Thousands in the Ohio and Kentucky militias withstood days of artillery fire and hand-to-hand combat with the British infantry and Tecumseh’s Shawnee tribe. After two attacks and over 600 combined casualties, the British and the Shawnee retreated.
Fort Meigs stands today as America’s largest reconstructed wooden fort. Ten acres of log walls and cabin barracks sit on 65 acres of preserved land in Perrysburg. More than 34,000 visitors stop by each year to watch reenactments, to enjoy the overlook along the Maumee River, and to step back through time into a pivotal moment of Ohio’s history.
“Our goal is to explain the history of warfare, and to help people understand how we got to where we are today.” said Fort Meigs’ Acting Director, Scott Lonsdale. Lonsdale is 31, and has re-enacted historical battles since he was ten years old. He received a bachelor’s degree in history from Eastern Michigan University, and worked at other historical battle sites before leading operations at Fort Meigs. “This is the dream job,” said Lonsdale.

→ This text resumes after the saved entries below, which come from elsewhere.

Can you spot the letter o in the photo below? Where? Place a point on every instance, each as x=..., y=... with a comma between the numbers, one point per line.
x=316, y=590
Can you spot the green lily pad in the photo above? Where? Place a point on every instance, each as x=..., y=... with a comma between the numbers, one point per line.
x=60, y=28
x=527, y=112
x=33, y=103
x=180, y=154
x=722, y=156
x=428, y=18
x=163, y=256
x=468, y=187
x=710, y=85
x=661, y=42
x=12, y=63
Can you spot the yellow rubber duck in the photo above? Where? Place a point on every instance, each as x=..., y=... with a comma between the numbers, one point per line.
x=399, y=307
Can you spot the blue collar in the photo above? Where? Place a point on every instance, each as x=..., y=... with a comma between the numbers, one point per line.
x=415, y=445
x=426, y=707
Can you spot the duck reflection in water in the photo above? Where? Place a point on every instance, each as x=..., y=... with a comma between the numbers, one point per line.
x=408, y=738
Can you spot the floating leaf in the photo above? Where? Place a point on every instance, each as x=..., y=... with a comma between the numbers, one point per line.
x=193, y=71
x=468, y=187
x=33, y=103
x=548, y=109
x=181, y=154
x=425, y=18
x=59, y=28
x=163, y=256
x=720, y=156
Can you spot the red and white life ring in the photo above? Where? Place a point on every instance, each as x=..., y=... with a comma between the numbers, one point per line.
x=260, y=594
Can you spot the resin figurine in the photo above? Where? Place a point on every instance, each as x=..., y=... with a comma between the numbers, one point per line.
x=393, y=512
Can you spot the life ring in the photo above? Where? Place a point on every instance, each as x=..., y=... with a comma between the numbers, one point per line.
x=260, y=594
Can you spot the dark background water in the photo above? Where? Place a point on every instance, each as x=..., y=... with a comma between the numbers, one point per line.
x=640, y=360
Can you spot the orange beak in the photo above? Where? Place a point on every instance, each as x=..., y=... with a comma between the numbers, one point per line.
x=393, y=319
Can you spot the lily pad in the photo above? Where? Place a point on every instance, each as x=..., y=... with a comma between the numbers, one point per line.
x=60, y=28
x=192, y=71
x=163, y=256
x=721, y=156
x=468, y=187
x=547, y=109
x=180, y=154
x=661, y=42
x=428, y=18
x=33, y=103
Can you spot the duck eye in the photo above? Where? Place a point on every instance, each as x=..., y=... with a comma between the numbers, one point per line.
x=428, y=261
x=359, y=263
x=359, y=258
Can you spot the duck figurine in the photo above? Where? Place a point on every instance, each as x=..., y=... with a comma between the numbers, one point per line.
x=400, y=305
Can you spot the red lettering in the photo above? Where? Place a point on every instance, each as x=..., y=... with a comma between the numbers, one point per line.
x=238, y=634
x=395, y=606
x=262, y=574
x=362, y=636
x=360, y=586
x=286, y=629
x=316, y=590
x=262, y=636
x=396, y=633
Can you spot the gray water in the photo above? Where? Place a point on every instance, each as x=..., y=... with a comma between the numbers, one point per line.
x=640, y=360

We walked through the fort during an annual event called Muster on the Maumee, June 14-15, where soldiers and battles from across time are re-enacted. Germanic mercenaries in Renaissance clothing explained pike and archery tactics in the 1500s. On the other side of the hill, a Civil War general displayed several forms of flaming artillery. Central Powers from World War I fired blanks from antique machine guns. World War II Soviets demonstrated the many ways to kill a man with a standard-issue shovel. “You can also use it to shovel,” the soldier told me.
After a thorough military education, I took a break under a shaded tent. Next to me sat men dressed like Mark Twain and Ulysses S. Grant. Their extensive facial hair would seem out of place anywhere but a battle re-enactment or a bluegrass band. Twain, in a tan suit and thin black bow tie, told stories about the gilded age of the newspaper business while Grant sat in his military uniform and whittled a stick with a pocket knife. I just sat and listened; completely lost in time.
“There’s something about being on the ground where it happened that makes it special.” said Tamia Land, President of the Old Northwest Military History Association. Land walks with a regal assuredness while wearing her War of 1812, 2nd Artillery uniform. “We want to present to the public the way it was,” she said.
The ONMHA is a nonprofit organization that has been resurrecting the War of 1812 since the early 1990s.They march to the same drills, sleep in canvas tents, and re-enact the first battle every Memorial Day. Each year on Independence Day, they read the same 18 toasts (one for each state at the time) that were read on July 4, 1813, and fire 18 shots with replica rifles. A few of their members constructed their woolen uniforms from the same 200-year-old mills that made the originals, now at a cost of $100 per yard.
I walked with Land during a supply run. We filled our canteens (I had root beer in mine). Land shouted the orders, and four cannons blasted blanks at the Maumee in succession.
Clouds of gun smoke rose as the explosions pushed through my ear plugs. I glanced over to the Fort Meigs monument, a 101-foot tall obelisk built in 1902. Children ran circles around its steps, laughing where soldiers once marched. I thought of those soldiers, hunkered down against all-night gunfire. I wondered if they imagined a place like this, where they would be remembered while kids ran freely under the summer sun. If they could just hold on.
Dorian Slaybod is 28, a local attorney and happily living in Toledo.